The site was initially hosted on a shared server. Then it was moved to a virtual private server to finally make the transition to dedicated server. Recently, repeated hardware failures and downtimes prompted me to start using DNS failover to provide redundancy to the site.

Before rolling out the solution, I performed an experiment to assess the viability of DNS failover. You can read more about it here. Granted, this solution doesn't provide 100% availability since DNS changes take time to propagate (even with a low TTL), but it's good enough.

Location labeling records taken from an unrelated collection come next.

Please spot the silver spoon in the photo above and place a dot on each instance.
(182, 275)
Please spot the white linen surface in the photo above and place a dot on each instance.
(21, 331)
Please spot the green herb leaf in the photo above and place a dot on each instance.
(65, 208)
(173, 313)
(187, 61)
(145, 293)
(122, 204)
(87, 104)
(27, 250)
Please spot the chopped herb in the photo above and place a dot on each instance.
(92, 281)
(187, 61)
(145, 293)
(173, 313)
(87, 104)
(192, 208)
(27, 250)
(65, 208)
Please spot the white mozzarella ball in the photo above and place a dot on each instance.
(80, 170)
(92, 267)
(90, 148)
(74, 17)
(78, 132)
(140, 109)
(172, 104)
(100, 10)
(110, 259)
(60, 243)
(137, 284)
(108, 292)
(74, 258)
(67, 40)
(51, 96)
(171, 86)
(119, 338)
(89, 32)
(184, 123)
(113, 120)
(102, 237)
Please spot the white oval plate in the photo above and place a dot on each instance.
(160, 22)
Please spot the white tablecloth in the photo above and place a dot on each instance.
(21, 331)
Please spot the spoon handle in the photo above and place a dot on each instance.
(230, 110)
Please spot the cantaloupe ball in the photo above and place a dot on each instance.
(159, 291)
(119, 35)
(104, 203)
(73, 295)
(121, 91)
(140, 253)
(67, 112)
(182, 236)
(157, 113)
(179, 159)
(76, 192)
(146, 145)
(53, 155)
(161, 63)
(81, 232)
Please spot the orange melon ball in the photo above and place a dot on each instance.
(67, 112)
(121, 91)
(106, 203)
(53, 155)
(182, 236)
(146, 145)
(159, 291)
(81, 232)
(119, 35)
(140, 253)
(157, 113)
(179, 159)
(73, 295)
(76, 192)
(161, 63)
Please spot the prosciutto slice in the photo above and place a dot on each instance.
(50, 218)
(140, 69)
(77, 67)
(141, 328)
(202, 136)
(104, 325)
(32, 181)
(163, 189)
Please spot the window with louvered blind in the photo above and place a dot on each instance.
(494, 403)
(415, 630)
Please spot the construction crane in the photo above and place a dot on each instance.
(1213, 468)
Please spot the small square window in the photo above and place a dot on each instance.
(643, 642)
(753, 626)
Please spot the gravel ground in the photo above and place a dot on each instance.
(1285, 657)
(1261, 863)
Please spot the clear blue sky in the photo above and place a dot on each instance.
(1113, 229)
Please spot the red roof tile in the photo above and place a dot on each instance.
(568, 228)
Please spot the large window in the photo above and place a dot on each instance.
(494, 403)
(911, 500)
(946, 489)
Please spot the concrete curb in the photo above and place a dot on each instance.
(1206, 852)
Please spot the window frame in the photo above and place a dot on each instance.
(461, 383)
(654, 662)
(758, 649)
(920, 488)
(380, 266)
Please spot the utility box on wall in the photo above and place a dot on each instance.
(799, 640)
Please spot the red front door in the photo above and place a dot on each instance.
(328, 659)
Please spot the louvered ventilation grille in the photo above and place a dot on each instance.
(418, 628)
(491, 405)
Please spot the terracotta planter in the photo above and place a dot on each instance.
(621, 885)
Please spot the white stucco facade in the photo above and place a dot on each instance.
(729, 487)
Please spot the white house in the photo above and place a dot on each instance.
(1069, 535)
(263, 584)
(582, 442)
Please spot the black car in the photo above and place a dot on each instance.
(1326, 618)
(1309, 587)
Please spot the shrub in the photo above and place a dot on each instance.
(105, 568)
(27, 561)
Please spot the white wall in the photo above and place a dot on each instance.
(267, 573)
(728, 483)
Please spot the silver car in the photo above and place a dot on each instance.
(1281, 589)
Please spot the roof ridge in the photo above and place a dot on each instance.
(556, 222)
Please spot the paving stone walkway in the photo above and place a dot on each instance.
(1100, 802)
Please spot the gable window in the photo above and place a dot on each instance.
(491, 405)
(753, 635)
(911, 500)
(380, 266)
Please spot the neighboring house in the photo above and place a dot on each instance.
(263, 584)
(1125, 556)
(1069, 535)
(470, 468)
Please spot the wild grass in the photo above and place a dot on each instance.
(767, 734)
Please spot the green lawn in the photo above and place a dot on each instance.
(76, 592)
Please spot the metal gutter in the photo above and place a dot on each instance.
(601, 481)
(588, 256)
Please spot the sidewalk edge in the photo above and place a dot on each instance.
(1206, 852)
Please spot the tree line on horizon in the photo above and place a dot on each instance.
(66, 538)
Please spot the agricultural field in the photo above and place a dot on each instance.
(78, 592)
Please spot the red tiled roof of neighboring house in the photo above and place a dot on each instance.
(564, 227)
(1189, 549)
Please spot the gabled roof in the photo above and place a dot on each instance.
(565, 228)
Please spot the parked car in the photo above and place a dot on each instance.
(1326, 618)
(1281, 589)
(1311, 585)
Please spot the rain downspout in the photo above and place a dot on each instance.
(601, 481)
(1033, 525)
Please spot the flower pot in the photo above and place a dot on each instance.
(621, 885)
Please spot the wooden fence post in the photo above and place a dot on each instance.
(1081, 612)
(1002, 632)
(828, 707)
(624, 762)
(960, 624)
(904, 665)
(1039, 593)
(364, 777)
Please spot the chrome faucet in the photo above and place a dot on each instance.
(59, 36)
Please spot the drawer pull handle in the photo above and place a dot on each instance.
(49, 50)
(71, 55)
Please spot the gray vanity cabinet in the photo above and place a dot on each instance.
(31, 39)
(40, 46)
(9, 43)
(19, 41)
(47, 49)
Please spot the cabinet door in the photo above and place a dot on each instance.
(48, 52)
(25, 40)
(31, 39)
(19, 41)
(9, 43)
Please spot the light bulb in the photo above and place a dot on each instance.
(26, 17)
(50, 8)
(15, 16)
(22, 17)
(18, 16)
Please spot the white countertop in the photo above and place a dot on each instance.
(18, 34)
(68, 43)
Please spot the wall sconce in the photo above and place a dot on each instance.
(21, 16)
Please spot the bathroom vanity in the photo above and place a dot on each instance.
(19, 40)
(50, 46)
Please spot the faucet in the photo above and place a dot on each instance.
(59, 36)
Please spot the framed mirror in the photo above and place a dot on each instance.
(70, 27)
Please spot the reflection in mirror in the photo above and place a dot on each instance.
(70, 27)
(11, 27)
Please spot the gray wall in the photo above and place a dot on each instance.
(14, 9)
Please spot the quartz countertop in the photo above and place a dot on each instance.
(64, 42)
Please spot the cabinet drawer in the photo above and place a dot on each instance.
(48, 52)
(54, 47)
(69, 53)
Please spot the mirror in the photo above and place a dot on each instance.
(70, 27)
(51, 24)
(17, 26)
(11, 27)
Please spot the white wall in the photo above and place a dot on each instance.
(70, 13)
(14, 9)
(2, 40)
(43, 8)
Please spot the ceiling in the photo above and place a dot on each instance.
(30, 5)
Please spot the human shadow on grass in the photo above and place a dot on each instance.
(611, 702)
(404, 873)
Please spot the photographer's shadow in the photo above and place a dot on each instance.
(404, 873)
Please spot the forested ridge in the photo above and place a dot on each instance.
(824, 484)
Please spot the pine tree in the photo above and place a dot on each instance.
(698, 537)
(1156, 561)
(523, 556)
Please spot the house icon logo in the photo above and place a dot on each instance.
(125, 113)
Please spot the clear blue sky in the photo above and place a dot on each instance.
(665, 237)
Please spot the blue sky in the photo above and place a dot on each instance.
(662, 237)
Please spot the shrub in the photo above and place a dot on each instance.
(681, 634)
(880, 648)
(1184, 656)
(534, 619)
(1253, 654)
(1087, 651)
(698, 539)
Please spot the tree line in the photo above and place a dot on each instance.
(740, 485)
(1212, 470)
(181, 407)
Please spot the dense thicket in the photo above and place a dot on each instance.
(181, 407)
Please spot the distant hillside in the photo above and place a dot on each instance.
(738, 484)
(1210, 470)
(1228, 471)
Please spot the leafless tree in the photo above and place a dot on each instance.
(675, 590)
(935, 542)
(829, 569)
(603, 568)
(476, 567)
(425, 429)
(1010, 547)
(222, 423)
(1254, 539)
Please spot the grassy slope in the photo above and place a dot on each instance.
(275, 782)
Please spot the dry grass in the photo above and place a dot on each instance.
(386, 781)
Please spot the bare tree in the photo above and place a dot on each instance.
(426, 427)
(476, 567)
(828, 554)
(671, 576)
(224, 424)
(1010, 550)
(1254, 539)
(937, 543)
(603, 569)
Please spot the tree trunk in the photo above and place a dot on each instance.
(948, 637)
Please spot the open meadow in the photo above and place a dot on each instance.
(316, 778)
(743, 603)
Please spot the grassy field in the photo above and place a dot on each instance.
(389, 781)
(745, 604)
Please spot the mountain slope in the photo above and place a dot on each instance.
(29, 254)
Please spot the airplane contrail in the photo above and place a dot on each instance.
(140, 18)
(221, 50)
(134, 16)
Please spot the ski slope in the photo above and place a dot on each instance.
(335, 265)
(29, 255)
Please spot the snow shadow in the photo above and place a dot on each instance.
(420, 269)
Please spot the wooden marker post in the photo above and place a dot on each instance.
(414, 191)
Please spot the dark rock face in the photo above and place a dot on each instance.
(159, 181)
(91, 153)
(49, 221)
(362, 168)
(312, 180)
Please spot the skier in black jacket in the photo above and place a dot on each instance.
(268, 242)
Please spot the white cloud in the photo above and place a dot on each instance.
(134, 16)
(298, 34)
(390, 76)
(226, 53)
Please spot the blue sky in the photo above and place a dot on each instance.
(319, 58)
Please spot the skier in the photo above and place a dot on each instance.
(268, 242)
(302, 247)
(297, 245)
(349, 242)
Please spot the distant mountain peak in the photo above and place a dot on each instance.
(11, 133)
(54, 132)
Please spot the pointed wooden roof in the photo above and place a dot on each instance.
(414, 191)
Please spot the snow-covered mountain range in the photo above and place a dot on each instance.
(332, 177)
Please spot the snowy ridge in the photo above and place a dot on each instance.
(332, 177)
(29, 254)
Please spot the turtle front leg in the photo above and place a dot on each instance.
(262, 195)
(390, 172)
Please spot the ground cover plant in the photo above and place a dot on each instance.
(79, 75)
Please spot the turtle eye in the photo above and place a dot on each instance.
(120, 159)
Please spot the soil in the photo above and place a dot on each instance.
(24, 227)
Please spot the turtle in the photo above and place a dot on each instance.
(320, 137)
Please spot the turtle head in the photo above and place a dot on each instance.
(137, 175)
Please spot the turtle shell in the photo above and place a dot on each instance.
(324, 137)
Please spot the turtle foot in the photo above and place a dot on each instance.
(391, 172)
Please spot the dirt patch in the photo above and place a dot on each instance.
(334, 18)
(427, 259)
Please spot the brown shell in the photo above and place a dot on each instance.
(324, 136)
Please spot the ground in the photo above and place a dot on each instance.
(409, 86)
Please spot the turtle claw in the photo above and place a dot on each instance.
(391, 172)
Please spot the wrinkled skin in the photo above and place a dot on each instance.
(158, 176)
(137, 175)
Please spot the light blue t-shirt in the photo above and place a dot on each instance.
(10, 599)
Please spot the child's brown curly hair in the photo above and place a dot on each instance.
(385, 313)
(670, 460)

The setup is simple, I have two machines, each running its own copy of the site. During normal operations, the DNS A record of the domain name points to the main machine. When a failure occurs, the A record is reconfigured to point to the failover machine. The failover machine is kept in sync with the main server using rsync over SSH for the filesystem data and MySQL master/slave replication over a Virtual Private Network for the database. I host the DNS records at DNSMadeEasy because they offer basic server monitoring and automatic DNS failover. An added bonus of the MySQL master/slave replication is that it simplifies database backups. I simply stop the slave from replicating while I do a database dump. It has no performance impact on the master and the dumps have referential integrity.

Monday, September 3, 2007

Viability of DNS failover

In Spring 2006, my site was plagued with recurrent hardware problems causing serious downtime. At the time, the site was hosted on a dedicated server and I had no failover strategy whatsoever so when a hard disk failed on the server, you could expect a few days of downtime.

At the beginning of the summer, I got fed up and started investigating possible solutions to this problem and, after some experimentation, finally settled on DNS failover. Here are the results of the experimentation, originally posted on WebHosting Talk:

I run a site with about 1,000,000 unique visitors per month and recent server failures made me decide to get a failover server to minimize downtime. My goal wasn't to get 99.999% uptime but to be able to be back on track after a failure in a "reasonable" amount of time. After evaluating several solutions, I decided to go with DNS failover. Here's how the setup work:

1) points to main server with a very low TTL (time to live)
2) failover server replicates data from main server
3) when main server goes down, is changed to point to failover server

The drawback is the DNS propagation time since some DNS servers don't honor the TTL and there is some caching happening on the user's machine and browser. I looked for empirical data to gauge the extent of the problem but couldn't find any so I decided to setup my own experiment:

I start with pointing to the main server with a TTL of 1800 seconds (1/2 hour). I then change it to point to the failover server which simply port forwards to the main server. On the main server, I periodically compute the percentage of requests coming from the failover server which gives me the percentage of people for which the DNS change has propagated.

I made the DNS change at exactly 16:04 on 06/21/06 and here are the percentage of propagated users:

06/21/06 16:00 0 %
06/21/06 16:05 3 %
06/21/06 16:10 20 %
06/21/06 16:15 37 %
06/21/06 16:20 59 %
06/21/06 16:25 69 %
06/21/06 16:30 76 %
06/21/06 16:35 80 %
06/21/06 16:40 86 %
06/21/06 16:45 90 %
06/21/06 16:50 91 %
06/21/06 16:55 92 %
06/21/06 17:00 93 %
06/21/06 17:05 94 %
06/21/06 17:10 94 %
06/21/06 17:15 95 %
06/21/06 17:35 95 %
06/21/06 17:40 96 %
06/21/06 17:45 97 %
06/22/06 10:40 99 %

So even after 18 hours, there is still a certain percentage of users going to the old server so DNS failover is obviously not a 99.999% uptime solution. However, since more than 90% of the users are propagated in the first hour, the solution works well enough for me.